Staff Sgt. Aaron J. Jenne / U.S. Air Force over AP
A Pentagon report has found that last October Islamist extremists raided and killed four US soldiers in Niger after a series of failures had exposed and vulnerable Americans in a remote corner of the African nation
report to the congress and officers have begun to inform the families of the killed soldiers. The report was not publicly released, but an official who saw him described it to NPR Pentagon correspondent Tom Bowman.
The mission began on October 3, when 12 Americans, led by Green Berets, teamed up with a larger force. Nigrian troops on a routine patrol in the southwest of the country near the border with Mali
The Americans are since 2013 in Niger, to train, advise and support the Nigerien military in the fight against extremists in connection with the Islamic State. Americans should not take part in the fight unless they come under fire.
On the mission, the Americans and the Nigerien troops met with village leaders.
The troops spent the night, and instead of returning to their base the next day, they received a new mission. They were called to seek intelligence at a place where a militant leader had fled.
According to the official who saw the report, a junior officer signed this new mission, and senior officers were not held (19659008) The US team had not expected contact with the militants and did not have adequate planning, Training or heavy firepower.
Survived by 50 Extremists
But the US and Niger forces were ambushed and overwhelmed by about 50 fighters during a two-hour firefight in the village of Tongo Tongo.
The four Americans killed were Staff Sgt. Bryan Black, associate Sgt. Dustin Wright, associates Sgt. Jeremiah Johnson, and Sgt. La David Johnson. Two more Americans were injured and five Nigerien soldiers were killed.

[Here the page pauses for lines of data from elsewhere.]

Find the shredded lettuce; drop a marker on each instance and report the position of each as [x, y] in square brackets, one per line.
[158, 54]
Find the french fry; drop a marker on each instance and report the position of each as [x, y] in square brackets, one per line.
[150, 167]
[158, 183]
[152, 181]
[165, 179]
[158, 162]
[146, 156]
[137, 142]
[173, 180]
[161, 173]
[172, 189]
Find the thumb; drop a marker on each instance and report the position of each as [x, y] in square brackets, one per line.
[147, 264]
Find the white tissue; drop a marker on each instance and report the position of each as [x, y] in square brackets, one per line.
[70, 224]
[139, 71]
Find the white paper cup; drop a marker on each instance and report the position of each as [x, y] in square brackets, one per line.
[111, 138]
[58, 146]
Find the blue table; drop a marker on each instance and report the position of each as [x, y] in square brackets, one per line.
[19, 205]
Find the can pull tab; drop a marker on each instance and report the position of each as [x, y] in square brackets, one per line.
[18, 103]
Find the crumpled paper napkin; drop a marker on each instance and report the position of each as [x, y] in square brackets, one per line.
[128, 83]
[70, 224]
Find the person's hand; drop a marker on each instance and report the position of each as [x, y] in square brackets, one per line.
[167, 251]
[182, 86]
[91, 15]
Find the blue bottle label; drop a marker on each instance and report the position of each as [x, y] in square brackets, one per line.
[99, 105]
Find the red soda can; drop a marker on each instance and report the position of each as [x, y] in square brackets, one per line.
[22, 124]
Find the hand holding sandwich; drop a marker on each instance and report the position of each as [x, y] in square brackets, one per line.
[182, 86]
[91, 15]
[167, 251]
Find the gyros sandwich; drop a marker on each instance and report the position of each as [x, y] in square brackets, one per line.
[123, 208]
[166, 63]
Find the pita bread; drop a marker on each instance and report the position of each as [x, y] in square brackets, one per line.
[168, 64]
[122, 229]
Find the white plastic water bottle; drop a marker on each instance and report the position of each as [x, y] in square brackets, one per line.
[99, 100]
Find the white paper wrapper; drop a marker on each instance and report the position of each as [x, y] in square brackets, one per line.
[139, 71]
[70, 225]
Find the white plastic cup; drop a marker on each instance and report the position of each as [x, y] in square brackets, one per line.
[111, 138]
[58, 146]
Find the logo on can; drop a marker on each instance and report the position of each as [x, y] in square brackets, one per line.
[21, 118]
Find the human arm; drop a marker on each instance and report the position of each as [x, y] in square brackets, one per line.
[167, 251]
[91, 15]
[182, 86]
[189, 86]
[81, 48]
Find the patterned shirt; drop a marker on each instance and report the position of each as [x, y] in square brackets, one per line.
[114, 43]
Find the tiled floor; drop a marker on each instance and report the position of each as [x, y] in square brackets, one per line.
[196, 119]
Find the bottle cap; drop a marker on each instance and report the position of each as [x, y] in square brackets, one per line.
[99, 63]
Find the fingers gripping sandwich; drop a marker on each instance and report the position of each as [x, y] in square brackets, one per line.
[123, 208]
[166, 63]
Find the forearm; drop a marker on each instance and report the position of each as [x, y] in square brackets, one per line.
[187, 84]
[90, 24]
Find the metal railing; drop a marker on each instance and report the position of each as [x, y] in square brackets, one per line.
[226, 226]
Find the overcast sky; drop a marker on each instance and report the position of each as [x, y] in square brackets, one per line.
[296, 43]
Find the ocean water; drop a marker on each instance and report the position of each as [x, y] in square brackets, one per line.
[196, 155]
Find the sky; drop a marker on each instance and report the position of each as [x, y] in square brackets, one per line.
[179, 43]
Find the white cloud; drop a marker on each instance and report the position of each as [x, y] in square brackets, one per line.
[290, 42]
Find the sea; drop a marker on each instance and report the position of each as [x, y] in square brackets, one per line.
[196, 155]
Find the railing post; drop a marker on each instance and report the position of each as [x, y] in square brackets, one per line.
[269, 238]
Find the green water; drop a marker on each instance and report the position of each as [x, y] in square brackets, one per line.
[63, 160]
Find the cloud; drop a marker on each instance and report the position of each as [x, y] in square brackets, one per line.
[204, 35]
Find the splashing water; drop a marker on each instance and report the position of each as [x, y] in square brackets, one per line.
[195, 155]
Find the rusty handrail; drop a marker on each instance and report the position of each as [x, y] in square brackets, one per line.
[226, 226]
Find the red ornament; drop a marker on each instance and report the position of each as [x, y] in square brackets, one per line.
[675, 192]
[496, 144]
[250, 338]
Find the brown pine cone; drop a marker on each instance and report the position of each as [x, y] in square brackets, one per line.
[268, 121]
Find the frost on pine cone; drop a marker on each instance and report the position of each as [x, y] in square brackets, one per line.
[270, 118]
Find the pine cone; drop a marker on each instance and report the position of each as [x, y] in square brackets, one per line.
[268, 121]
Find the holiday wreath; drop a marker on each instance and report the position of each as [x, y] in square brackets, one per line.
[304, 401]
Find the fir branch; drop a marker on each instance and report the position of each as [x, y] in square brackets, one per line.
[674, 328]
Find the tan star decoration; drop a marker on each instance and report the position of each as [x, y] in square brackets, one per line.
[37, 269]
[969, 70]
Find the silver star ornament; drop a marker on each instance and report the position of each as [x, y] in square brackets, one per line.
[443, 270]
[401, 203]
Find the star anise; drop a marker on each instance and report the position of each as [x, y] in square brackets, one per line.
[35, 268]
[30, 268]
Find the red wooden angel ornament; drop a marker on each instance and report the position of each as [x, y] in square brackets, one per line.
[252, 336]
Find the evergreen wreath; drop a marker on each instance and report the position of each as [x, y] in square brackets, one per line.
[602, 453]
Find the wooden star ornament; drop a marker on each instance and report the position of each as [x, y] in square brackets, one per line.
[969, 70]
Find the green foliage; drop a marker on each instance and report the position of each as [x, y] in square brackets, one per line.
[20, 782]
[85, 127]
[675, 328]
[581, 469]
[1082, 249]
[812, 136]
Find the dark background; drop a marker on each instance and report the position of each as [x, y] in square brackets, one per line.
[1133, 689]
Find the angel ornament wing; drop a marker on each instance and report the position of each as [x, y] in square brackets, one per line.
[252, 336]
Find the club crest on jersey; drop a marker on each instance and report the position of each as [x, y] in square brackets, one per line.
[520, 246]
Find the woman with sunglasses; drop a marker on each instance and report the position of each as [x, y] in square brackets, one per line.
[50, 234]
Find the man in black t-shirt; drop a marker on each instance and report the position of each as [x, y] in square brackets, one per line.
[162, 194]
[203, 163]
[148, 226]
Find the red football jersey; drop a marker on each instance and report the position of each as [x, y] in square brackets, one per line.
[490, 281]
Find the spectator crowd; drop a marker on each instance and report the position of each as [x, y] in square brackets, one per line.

The report says the soldiers fought bravely. There was a helicopter video showing some of the soldiers escorting wounded comrades behind a SUV.
The report does not blame and does not require punishment. But it is said that there have been failures at several levels and demands that they be addressed by the Army and the Special Operations Command.
President Barack Obama sent US troops to Niger five years ago, and around 800 are believed to be in the country. The Americans build a base for drones, but have no large airfield for manned aircraft that could launch a rescue mission.
Niger and other African countries want US education and expertise to deal with security threats, but they do not want a large, visible American presence.
Until the American dead in Niger, the US military presence received little attention there.
The New York Times reported that on December 6, two months after the October raid, another group of Green Berets and Nigerien forces killed 11 fighters in a shootout. The US military did not announce the fighting at the time. But the Times reported it on March 14, calling it one of ten previously unknown clashes in West Africa since 2015.